Last updated: February 23, 2012
Fiscal Year 2003 Budget Request
Department of Health and Human Services
National Institutes of Health
Fiscal Year 2003 Budget Request
Witnesses appearing before the
House Subcommittee on Labor-HHS-Education Appropriations
March 13, 2002
appearing before the
Senate Subcommittee on Labor-HHS-Education Appropriations
March 21, 2002
Francis S. Collins, M.D., Ph.D.
Director, National Human Genome Research Institute
Kerry N. Weems
Acting Deputy Assistant Secretary for Budget
Mr. Chairman and Members of the Committee:
During Fiscal Year 2003, the field of genetics will observe a major anniversary, and the National Human Genome Research Institute will reach an unprecedented accomplishment. Fifty years ago, in the spring of 1953, Drs. James D. Watson and Francis Crick reported the discovery of the double helix structure of DNA, a landmark achievement in the annals of scientific research. In 2003 the Human Genome Project expects to complete the final DNA sequence of the human genome. NHGRI and their partners in the International Human Genome Sequencing Consortium announced the working draft of the human genome sequence in June 2000, published the initial analysis in February 2001, and since then have been working to correct all the remaining spelling errors and fill in all the gaps. The Human Genome Project is on target to meet that deadline and expects to finish the analysis in time for the 50th anniversary of the Watson-Crick paper.

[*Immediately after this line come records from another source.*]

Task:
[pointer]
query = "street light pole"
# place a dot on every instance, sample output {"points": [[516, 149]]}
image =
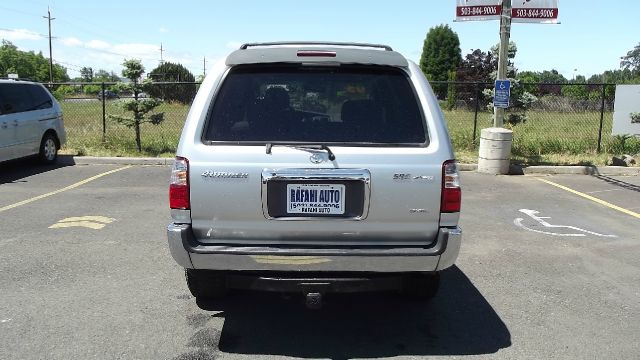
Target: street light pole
{"points": [[48, 17], [503, 53]]}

The availability of the genome sequence of humankind could be said to mark the starting point of the genome era in biology and medicine. There is now much important work to do to deliver on the promise that these advances in genomics offer for human health. While sequencing the human genome has been NHGRI's most visible goal, the Institute has also been conducting important genetic and genomic research in a variety of areas, including working to understand the way individuals differ from each other at the genetic level and the impact these variations may have on health. In addition, the Institute leads in the development of new technologies, such as DNA chips and tools for proteomics, and has been creating novel research strategies to study the function of genes and genomes.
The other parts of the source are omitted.